DataBreaches.net was contacted by DESORDEN, who are claiming that they successfully attacked Acer India and exfiltrated 60 GB of data (they also posted their claims on a popular hacking forum).
As they have done in the past, they provided a video showing directories and folders on the server they claim to have accessed. They also provided a spreadsheet with what appears to be customer information.
DataBreaches.net reached out to Acer to ask them to confirm or refute the claims, and received the following statement:
We have recently detected an isolated attack on our local after-sales service system in India. Upon detection, we immediately initiated our security protocols and conducted a full scan of our systems. We are notifying all potentially affected customers in India. The incident has been reported to local law enforcement and the Indian Computer Emergency Response Team, and has no material impact to our operations and business continuity.

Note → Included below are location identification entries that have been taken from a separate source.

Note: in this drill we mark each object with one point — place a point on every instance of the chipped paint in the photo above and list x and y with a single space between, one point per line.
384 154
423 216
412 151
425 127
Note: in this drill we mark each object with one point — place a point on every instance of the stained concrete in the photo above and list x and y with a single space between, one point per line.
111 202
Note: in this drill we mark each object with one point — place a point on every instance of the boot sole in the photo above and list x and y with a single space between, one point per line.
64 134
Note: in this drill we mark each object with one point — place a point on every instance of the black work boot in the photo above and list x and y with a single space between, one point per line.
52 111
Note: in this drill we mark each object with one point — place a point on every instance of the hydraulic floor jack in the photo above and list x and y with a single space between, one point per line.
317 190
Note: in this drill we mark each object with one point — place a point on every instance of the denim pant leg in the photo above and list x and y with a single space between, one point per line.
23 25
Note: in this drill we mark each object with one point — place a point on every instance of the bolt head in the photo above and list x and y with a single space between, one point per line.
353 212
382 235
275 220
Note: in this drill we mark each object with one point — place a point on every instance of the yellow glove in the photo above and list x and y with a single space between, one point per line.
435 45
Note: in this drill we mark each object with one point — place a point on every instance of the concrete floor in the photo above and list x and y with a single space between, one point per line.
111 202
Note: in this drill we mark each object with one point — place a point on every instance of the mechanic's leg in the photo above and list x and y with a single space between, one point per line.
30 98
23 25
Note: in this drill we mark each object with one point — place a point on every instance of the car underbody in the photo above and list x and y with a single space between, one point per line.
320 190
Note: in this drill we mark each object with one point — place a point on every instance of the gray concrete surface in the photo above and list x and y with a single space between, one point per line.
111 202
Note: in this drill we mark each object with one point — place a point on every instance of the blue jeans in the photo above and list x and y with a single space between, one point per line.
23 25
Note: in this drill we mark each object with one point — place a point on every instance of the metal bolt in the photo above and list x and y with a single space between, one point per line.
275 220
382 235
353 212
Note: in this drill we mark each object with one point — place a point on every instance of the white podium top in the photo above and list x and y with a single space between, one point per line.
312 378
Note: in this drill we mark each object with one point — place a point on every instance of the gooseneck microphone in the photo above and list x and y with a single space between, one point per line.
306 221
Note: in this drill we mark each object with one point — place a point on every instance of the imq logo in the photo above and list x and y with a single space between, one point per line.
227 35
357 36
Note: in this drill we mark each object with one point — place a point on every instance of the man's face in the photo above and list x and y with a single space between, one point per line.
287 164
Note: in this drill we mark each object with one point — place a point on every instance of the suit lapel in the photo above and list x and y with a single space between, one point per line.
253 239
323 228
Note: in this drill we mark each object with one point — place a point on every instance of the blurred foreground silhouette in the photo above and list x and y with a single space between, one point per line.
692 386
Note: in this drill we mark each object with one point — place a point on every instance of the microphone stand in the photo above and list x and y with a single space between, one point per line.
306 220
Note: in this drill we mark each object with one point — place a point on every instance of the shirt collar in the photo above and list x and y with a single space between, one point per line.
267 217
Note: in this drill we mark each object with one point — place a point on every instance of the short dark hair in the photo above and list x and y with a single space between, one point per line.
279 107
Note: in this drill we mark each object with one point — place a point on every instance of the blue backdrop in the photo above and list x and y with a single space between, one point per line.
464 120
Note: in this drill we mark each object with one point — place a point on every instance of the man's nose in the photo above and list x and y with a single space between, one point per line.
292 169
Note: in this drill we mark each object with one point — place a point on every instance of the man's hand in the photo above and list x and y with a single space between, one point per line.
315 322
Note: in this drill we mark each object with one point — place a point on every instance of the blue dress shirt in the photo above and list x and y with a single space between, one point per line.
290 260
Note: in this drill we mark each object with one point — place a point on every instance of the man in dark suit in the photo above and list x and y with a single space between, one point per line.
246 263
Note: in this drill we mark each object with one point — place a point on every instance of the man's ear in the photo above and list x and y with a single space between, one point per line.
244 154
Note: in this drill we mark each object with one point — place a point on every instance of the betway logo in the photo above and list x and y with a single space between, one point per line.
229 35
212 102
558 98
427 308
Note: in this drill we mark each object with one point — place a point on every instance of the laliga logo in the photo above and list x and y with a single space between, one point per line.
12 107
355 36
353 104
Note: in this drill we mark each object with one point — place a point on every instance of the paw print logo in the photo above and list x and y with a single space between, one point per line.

As the threat actors noted, this is not the first time there has been a claimed attack on Acer. REvil ransomware operators had also claimed to have attacked them, and had started dumping data.
As this site noted, although Acer never confirmed the REvil attack or whether they paid the $50 million ransom demanded, the negotiations between the threat actors and Acer had been publicly observed. After the initial proof of claims and negotiations, REvil never did dump the Acer data.
But will Acer negotiate with DESORDEN or will they refuse to pay more ransom? We will have to wait to see.